Granada Ins. Co. v. Cereceda, D.C., P.A.

Decision Date31 December 2008
Docket NumberNo. 3D07-2000.,3D07-2000.
Citation997 So.2d 1243
PartiesGRANADA INSURANCE COMPANY, Petitioner, v. MARK A. CERECEDA, D.C., P.A., etc., Respondent.
CourtFlorida District Court of Appeals

Christopher J. Bailey, Miami, for petitioner.

Marlene S. Reiss, for respondent.

Before GREEN, SHEPHERD, and CORTIÑAS, JJ.

PER CURIAM.

Denied.

GREEN and CORTIÑAS, JJ., concur.

SHEPHERD, J., dissenting.

The issue in this second-tier certiorari case is whether the physician report requirement, found in the "withdrawal of benefit" section of Florida's Motor Vehicle No-Fault Law, section 627.736(7)(a), Florida Statutes (2002) (emphasis added), applies as well to a decision of a personal injury protection (PIP) carrier, Granada Insurance Company, to deny a claim or make a partial payment without terminating coverage. The Miami-Dade County Court found that a physician's report was required, and the circuit court appellate division affirmed the decision of the county court per curiam without written opinion.

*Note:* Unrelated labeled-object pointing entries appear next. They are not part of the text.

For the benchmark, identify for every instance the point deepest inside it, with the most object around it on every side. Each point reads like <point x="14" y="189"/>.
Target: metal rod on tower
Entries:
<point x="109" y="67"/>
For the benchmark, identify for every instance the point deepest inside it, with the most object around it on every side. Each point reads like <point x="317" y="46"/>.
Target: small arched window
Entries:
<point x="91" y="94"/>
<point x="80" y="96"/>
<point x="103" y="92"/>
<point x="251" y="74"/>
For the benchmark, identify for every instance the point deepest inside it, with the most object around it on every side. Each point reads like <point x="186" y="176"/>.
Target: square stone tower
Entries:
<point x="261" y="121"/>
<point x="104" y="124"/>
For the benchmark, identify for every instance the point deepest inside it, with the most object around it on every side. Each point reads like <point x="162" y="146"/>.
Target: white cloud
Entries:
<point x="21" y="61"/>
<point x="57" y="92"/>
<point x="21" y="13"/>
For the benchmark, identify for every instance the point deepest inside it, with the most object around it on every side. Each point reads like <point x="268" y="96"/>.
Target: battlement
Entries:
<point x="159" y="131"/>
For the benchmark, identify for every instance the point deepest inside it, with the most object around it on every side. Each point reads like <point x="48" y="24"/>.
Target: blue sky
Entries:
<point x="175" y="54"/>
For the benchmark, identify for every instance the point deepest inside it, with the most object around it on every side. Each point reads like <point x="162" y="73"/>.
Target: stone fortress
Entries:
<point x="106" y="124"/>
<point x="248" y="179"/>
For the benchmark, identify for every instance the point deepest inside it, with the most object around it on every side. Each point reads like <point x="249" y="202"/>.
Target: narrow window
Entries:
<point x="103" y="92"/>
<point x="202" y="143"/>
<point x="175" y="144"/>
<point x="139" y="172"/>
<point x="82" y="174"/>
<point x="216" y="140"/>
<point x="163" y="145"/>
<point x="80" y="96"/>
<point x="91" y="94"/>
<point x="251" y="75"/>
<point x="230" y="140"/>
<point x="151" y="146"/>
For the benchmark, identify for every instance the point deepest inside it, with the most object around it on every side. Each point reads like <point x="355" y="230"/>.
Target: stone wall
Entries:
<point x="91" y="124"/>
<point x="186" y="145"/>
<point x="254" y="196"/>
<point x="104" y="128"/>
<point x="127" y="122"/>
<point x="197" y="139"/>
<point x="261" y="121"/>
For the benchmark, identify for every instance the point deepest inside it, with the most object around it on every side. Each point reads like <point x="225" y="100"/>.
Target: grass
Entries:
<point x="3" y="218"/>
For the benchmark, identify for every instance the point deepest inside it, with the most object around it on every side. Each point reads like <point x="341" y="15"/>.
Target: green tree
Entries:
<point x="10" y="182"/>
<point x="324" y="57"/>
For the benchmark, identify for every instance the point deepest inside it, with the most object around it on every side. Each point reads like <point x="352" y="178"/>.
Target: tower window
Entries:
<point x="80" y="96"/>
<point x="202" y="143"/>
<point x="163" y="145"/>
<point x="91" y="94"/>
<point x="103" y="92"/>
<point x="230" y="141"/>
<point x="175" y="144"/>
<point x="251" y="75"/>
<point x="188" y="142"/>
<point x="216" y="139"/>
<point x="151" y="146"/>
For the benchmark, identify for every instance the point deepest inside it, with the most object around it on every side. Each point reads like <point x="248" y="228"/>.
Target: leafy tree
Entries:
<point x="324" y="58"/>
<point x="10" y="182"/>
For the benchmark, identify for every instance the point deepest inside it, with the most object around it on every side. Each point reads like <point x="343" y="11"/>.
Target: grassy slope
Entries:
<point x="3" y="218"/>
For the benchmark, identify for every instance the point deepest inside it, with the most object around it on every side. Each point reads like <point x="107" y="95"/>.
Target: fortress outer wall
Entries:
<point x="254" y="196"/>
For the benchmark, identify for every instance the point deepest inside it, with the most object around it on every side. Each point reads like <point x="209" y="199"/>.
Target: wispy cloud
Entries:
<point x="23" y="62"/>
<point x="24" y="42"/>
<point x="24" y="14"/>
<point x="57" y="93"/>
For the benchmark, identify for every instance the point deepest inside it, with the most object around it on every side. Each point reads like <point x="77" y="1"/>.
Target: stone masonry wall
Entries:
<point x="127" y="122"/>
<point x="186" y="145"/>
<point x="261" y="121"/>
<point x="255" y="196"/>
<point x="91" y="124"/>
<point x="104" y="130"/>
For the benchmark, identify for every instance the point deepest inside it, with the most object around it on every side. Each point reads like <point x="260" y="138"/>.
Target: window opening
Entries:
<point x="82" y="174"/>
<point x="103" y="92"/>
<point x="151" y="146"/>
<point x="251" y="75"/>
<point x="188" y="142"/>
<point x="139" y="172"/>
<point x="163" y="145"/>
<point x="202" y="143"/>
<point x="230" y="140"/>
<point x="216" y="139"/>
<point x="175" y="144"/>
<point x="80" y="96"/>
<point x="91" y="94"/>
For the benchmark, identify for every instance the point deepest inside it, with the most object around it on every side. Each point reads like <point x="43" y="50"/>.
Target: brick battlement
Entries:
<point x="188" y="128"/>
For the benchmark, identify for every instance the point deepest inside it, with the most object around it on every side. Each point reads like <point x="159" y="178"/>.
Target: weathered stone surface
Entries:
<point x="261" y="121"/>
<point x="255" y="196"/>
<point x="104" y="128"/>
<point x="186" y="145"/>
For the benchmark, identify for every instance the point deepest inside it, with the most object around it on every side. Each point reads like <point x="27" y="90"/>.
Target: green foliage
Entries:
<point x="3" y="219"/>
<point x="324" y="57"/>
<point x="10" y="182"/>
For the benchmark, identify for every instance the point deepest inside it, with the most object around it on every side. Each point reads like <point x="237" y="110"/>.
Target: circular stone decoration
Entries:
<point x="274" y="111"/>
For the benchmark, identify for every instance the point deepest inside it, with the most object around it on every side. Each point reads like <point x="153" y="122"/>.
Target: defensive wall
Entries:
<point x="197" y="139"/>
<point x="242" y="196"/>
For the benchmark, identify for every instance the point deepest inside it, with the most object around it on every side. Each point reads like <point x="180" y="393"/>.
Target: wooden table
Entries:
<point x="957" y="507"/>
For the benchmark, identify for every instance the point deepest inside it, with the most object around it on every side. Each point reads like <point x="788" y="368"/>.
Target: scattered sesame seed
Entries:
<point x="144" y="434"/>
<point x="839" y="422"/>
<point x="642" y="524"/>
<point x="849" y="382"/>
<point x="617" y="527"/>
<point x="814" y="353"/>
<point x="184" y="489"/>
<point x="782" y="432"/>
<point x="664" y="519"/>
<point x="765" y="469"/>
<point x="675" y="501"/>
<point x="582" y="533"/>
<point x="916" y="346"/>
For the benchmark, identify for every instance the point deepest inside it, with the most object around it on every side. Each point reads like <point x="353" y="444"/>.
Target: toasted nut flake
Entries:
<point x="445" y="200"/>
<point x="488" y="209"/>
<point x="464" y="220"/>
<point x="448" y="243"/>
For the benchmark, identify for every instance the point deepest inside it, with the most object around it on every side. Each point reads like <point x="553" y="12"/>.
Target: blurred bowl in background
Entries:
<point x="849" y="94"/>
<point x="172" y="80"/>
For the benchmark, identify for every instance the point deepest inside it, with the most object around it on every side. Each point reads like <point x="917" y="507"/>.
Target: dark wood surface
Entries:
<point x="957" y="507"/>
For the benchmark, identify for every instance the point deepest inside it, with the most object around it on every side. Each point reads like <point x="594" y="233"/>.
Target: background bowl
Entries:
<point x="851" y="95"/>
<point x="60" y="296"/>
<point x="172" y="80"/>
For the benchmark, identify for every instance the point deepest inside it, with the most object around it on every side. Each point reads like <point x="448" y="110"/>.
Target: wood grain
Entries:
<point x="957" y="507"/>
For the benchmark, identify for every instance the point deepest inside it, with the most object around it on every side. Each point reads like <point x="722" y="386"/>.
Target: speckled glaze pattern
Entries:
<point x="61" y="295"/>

Upon review of the petition before us, I conclude: (1) the decision of the circuit court appellate division constitutes a departure from the essential requirements of law, and (2) the per curiam affirmance issued by the circuit court appellate division does not preclude us from granting relief. Accordingly, I would grant the petition.

I. The Facts

On April 24, 2002, Granada insured, Manuel Escalar, was injured in an automobile accident. Dr. Mark Cereceda, a chiropractor, treated Escalar from April 30 through September 3, 2002. Escalar assigned his right to receive insurance benefits to Dr. Cereceda. On August 8, 2002, Dr. Dennis Kogut performed an independent medical examination (IME) on Escalar at the behest of Granada. Dr. Kogut concluded Escalar had reached maximum medical improvement. On September 9, Granada received Dr. Cereceda's bills. On October 21, Dr. Jeffrey Senter performed a peer review of Dr. Cereceda's bills and concluded that many services provided Escalar were not reasonable, related, or necessary (RRN) within the meaning of the PIP statute. On November 27, before any payment was offered or made to him, Dr. Cereceda sued Granada, alleging the insurer had unlawfully "reduced and/or denied payment for medical treatment." On December 2, after the lawsuit was filed, Granada tendered a check to Dr. Cereceda for $2740—the sum for the services Dr. Senter found proper—in full settlement of his claim. Dr. Cereceda refused to accept that amount, stating his bills totaled $11,315. On July 12, 2005, the county court granted summary judgment to Dr. Cereceda for the full amount of his claim on the ground that Granada had not obtained a proper medical report. The court stated:

[F]or an insurance carrier to defend a suit for reduction, withdrawal, or denial of further payments on the grounds of reasonableness, necessity or relationship by use of a medical report (such as a peer review), that obtaining such a report is a condition precedent pursuant to F.S. § 627.736(7)(a).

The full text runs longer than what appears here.